Problem is superscalar processors the correspondence between number of instructions and speed breaks down. Partly because the processor does it's own optimization on the fly and can do multiple things in parallel.
A programmer should be careful about second guessing the compiler. And a compiler should be careful about second guessing the processor.
I'm not sure if you're implying this is premature optimisation. It isn't.
It's a performance-sensitive standard-library function, the kind of thing that deserves optimisation in assembly. It's also the kind of problem that can be accelerated with SIMD, but that necessarily means more complex code. That's why the standard library implementations aren't always dead simple.

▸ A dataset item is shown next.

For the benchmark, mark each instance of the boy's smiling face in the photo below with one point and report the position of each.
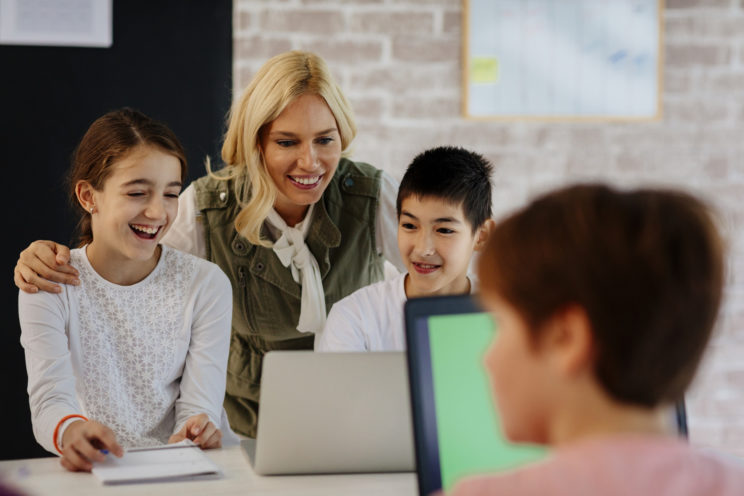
(436, 243)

Here's a pretty in-depth discussion [0]. They discuss CPU throttling, caches, and being memory-bound.
It's amazing to me that every CPU doesn't have specialized memory copying instructions given how common an operation this is and how it can be a bottleneck. We have hundreds of vector instructions to optimize all kinds of special cases but little for this most general thing?
Intel has `rep movs` which is recommended for general use, you can beat it for sizes < 128B using a specialized loop. A very good memcpy for general purposes would just branch over the size to either a specialized small copy or `rep movs` for larger sizes.

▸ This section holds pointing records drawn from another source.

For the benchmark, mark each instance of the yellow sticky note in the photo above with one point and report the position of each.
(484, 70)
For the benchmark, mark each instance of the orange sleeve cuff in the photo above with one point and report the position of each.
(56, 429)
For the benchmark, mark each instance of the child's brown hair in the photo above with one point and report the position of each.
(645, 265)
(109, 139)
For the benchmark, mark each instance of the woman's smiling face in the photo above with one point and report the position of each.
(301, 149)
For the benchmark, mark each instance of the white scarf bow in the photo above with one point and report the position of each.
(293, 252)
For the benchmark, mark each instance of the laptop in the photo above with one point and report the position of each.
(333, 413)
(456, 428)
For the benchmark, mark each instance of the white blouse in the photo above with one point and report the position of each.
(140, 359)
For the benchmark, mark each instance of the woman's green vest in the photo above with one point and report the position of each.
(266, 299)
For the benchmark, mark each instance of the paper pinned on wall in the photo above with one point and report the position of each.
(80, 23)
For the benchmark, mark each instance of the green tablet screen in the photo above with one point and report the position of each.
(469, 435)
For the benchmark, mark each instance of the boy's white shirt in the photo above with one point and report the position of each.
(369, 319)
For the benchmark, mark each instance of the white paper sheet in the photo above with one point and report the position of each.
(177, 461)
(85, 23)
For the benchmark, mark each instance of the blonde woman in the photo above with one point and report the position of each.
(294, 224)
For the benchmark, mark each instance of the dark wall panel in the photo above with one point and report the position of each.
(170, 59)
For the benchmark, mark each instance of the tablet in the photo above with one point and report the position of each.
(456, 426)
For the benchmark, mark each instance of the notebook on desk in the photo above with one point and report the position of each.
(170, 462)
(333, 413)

x86 does, it's called REP MOVS, and it copies entire cachelines at a time (if the size of the copy lets it.) AFAIK it has done this since the P6 family (Pentium II), and has only gotten better over time. As a bonus, it is only 2 bytes long. I believe the Linux kernel uses it as its default memcpy()/memmove().
It's funny enough that the REP family of instructions has existed at least since the original 8086/8088. It's very much a relic of the CISC heritage of the x86 ISA, and it was probably meant to make writing assembly code easier and to save space - rather to improve performance.
I remember it was actually quite common in early PC programs, but I don't remember well enough whether it was also generated by compilers, or just existed in hand-optimized assembly (which was of course extremely common back then).
As I tried to indicate, the microbenchmark-guided unrolled loops look better than the simple `rep` instruction because the benchmarks aren't realistic. They don't suffer from mispredicted branches, they don't experience icache pressure. Basically the microarchitectural reality is absent in a small benchmark.
There's also the fact that `rep` startup cost was higher in the past than it is now. I think it started to get really fast around Ivy Bridge.
This is all discussed in Intel's optimization manual, by the way.
Yes, some compilers emit AVX move instructions on memcpy or compiler-generated moves (e.g. pass by value struct). (In addition to the rep move mentioned in the sibling posts)